その一言で、鳥山は持っていたグラスを軽く机に置いた。顔には、素っ頓狂な表情が浮かんでいる。「え?なんの話だよ、それ。倒れたって、花楓さんが?」
リリーは静かにうなずきながら、「ええ、過労で入院中よ」と淡々と告げた。その声の調子には、どこか皮肉めいた響きが混ざっているように感じられた。鳥山は口を開けたまま何かを言おうとするが、言葉が出てこないらしい。
鳥山が混乱したように頭をかきむしる。「いや、俺、最近顔を合わせた時も思ったんだよ。なんか顔色が悪いなーとか、体調が万全じゃなさそうだなーって。でも、『休んで』って言ったら、笑いながら『大丈夫だから』の一点張りだったからさ、深刻には考えなかったんだ」
「人間、本当にやばい時に人は『大丈夫』って言うものよ」とリリーが肩をすくめるようにして言う。
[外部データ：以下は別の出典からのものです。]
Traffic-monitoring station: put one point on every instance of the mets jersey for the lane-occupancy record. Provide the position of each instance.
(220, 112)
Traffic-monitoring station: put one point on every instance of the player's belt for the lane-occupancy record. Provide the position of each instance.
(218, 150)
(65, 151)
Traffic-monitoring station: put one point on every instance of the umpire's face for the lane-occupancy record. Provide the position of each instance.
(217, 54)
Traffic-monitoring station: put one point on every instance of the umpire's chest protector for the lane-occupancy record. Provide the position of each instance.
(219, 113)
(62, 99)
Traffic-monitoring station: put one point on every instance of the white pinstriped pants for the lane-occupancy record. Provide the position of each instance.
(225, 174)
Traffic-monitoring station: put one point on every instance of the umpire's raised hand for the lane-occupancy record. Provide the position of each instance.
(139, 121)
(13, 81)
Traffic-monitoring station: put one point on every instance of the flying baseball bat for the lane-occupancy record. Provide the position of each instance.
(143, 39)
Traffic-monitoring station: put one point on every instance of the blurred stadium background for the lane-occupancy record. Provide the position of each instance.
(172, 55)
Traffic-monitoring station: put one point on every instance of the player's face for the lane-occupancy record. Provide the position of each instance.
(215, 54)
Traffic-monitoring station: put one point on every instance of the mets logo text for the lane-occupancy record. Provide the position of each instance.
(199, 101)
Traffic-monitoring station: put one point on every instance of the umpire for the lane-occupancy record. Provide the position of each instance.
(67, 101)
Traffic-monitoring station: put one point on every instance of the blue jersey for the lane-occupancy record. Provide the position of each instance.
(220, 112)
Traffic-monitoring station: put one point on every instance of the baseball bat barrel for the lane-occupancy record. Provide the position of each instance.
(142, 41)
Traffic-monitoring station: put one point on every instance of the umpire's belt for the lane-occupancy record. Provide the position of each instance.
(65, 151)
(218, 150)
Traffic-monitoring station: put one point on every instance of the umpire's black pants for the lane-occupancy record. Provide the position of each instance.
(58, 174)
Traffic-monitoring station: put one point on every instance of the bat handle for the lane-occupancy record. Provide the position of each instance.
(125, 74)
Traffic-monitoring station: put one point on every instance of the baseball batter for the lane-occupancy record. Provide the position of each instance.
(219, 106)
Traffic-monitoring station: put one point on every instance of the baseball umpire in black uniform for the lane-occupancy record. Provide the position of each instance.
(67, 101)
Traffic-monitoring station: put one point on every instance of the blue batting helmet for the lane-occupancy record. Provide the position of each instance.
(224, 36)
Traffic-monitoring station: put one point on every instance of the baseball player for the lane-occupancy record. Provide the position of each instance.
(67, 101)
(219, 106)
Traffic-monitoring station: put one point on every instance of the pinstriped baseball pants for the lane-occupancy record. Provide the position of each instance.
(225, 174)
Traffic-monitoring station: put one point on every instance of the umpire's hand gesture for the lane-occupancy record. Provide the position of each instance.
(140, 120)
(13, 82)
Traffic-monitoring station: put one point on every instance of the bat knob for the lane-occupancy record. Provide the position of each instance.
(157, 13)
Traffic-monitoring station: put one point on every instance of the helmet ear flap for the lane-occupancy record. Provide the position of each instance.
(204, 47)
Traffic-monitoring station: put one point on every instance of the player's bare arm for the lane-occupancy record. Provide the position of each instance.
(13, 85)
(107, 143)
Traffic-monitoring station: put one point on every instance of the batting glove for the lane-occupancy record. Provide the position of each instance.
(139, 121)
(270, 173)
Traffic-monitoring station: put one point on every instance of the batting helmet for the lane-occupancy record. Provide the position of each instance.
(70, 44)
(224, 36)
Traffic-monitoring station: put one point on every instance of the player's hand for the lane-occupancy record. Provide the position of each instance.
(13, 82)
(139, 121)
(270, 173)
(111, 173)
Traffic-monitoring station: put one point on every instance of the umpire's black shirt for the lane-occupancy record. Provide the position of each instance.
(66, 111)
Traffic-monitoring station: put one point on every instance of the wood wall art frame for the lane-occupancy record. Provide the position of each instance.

足立が呆れたようにグラスを置いた。「だいたい港全体が古臭い体質なんだよ。人手不足で首が回らないのに、誰かが助け船を出すって発想がない。花楓さん一人に仕事を押しつけといて、倒れたら『ああ、そうだったのか』って。完全に他人事だよ」
リリーが冷ややかに見つめながら言う。「結局、港全体が自転車操業なのよ。誰かが倒れると、それを補う手がないまま回し続けるしかない。誰もが分かってるけど、それをどうにかしようって話にはならないの。そんな状態で誰が耐えられると思う?」
鳥山が苦笑いを浮かべる。「耐えられないからこうなったんだろうな。」
「どうにかする方法なんて山ほどあるわよ。ただ、それを実行しようとする人がいないだけ。それとも、トオルが先陣を切る気になる?」リリーが皮肉っぽく問いかけると、鳥山はあわてて手を振る。「俺が?いやいや、そういうのはもっと偉い人たちに任せるべきだろ」
その時、足立がボソッと呟いた。「偉い人たちがどうにかしてくれると思うなら、もう少し若い頃に夢見ればよかったな」
その皮肉めいた一言に、リリーも鳥山も笑いを漏らす。そして再びスナックの中には、夜特有の静けさが戻りつつあったが、その静けさの裏には、解決されるべき問題が幾重にも積み重なっていることを誰もが感じ取っていた。